Contrition, too. Contrition made its contribution to the brimming bowl — for these Edinburgh audience members didn’t know how much pure mean-spirited contempt I had felt back in my rejection-letter days for writers who “gave readings,” how self-congratulatorily neo-primitivist I’d thought it was to repudiate the divine economy of the published page and to require people to gather to hear a reticent man or woman reiterate what had long since been set in type. Ideally, I’d felt, the republic of letters was inhabited by solitary readers in bed with their Itty Bitty Book Lights glowing over their privately owned and operated pages, like the ornate personal lamps that covertly illuminate every music stand in opera pits while the crudest sort of public melodrama rages in heavy makeup overhead. There was something a bit too Pre-Raphaelite about the regression to an audience — I thought of those reaction shots in early Spielberg movies, of family members gazing with softly awestruck faces at the pale-green glow of the beneficent UFO while John Williams flogged yet more Strauss from his string section. And there were the suspect intonation patterns, the I’m-reading-aloud patterns — especially at poetry readings, where talented and untalented alike, understandably wishing in the absence of rhyme to give an audible analogue for the ragged right and left margins in their typed or printed original, resorted to syllable-punching rhythms and studiously unresolved final cadences adapted from Dylan Thomas and Wallace Stevens, overlaid with Walter Cronkite and John Fitzgerald Kennedy. These handy tonal templates could make anything lyricaclass="underline"

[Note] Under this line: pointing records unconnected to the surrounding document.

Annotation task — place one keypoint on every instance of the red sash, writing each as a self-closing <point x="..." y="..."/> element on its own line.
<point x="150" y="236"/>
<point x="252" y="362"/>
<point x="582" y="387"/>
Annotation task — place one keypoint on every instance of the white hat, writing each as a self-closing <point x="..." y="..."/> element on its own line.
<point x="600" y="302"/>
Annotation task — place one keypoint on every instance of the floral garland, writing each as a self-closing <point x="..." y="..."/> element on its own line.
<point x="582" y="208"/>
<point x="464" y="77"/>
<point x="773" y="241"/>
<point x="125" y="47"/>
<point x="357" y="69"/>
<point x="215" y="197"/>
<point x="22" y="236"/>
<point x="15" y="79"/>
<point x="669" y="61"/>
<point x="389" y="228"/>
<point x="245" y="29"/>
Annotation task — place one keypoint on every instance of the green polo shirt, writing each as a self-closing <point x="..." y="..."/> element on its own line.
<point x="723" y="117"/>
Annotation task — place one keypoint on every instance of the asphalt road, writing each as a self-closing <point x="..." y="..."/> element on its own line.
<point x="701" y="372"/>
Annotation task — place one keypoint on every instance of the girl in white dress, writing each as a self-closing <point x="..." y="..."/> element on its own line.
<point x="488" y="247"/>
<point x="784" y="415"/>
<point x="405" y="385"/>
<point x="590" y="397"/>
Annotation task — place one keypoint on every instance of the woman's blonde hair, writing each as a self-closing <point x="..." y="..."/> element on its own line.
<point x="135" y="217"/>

This — is a Dover — edition—

Designed — for years — of use—

Sturdy stackable — beechwood — bookshelves—

At a price you’d expect — to pay — for plastic—

And yet, despite all this sort of easy, Glenn-Gouldy contempt in my background, there I was physically in Edinburgh, under that tent, among strangers, finishing up my own first reading, and, far from feeling dismissive and contemptuous before my turn came, I’d been simply and sincerely nervous, exceedingly nervous, and now I was almost finished, and I hadn’t done anything too humiliating, and the audience had innocently listened, unaware of my prior disapproval, and they had even tolerantly laughed once or twice — and all this was too much: I was like a crippled unbeliever wheeled in and made whole with a sudden palm blow to the forehead by a preaching charlatan. I’m reading aloud! I’m reading aloud! I was saying, my face streaming with tears — I was cripple and charlatan simultaneously. Evidently I was going to cry, out of pure gratitude to myself for having gotten almost to the end without crying.